Wang Xiaoli, Wang Yongcheng, Li Shuang, Zhang Yuwei, Ma Panpan
College of Chemistry and Chemical Engineering, Northwest Normal University Lanzhou, Gansu 730070, P.R. China.
J Phys Chem A. 2016 Jul 21;120(28):5457-63. doi: 10.1021/acs.jpca.6b04733. Epub 2016 Jul 12.
To gain a deeper understanding of the reaction mechanisms of Ti with acetonitrile molecules, the triplet and singlet spin-state potential energy surfaces (PESs) has been investigated at B3LYP level of density functional theory (DFT). Crossing points between the different PESs and possible spin inversion processes are discussed by spin-orbit coupling (SOC) calculation. In addition, the bonding properties of the species along the reaction were analyzed by electron localization function (ELF), atoms in molecules (AIM) and natural bond orbital (NBO). The results showed that acetonitrile activation by Ti is a typical spin-forbidden process; larger SOC (by 220.12 cm(-1)) and the possibility of crossing between triplet and singlet imply that intersystem crossing (ISC) would occur near the minimum energy crossing point (MECP) during the transfer of the hydrogen atom.

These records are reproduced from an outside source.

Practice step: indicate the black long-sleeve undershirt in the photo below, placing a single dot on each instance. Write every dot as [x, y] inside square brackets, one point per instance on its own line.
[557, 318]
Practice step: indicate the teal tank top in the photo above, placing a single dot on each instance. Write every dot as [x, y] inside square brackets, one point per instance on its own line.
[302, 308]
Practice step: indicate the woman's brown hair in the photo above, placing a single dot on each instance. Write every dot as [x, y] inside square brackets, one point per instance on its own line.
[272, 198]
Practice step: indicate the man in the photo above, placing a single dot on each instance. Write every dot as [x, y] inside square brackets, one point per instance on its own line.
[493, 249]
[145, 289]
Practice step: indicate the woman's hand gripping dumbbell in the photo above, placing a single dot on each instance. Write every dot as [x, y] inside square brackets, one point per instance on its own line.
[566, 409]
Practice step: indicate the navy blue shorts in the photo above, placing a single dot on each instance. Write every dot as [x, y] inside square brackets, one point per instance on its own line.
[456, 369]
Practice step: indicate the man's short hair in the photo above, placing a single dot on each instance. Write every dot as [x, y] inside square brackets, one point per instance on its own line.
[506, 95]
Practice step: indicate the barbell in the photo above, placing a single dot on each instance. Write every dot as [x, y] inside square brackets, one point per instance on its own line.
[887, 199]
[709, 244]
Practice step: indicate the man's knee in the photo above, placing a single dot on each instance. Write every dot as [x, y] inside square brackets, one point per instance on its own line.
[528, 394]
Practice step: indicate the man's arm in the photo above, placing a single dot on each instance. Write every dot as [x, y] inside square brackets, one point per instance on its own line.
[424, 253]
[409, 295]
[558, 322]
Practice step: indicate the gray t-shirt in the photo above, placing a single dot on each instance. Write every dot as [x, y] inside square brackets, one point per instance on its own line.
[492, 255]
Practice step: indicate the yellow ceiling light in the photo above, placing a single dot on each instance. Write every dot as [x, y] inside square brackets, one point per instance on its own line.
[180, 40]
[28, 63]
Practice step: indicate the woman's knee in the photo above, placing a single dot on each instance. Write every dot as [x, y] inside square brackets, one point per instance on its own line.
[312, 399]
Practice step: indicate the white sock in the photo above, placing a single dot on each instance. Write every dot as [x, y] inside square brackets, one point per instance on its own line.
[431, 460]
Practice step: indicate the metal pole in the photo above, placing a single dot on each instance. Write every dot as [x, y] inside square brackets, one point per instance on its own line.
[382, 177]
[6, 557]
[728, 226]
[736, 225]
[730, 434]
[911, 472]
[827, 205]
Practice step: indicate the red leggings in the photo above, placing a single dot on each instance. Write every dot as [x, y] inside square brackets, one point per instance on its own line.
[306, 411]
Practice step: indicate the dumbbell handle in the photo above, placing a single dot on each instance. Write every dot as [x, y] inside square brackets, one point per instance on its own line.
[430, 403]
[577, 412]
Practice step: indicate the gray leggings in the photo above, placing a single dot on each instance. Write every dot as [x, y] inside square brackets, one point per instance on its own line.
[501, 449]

为了更深入地理解钛与乙腈分子的反应机理,在密度泛函理论(DFT)的B3LYP水平上研究了三重态和单重态自旋态势能面(PESs)。通过自旋轨道耦合(SOC)计算讨论了不同PESs之间的交叉点和可能的自旋反转过程。此外,通过电子定域函数(ELF)、分子中的原子(AIM)和自然键轨道(NBO)分析了反应过程中各物种的键合性质。结果表明,钛对乙腈的活化是一个典型的自旋禁阻过程;较大的SOC(220.12 cm(-1))以及三重态和单重态之间交叉的可能性意味着在氢原子转移过程中,体系间交叉(ISC)将在最低能量交叉点(MECP)附近发生。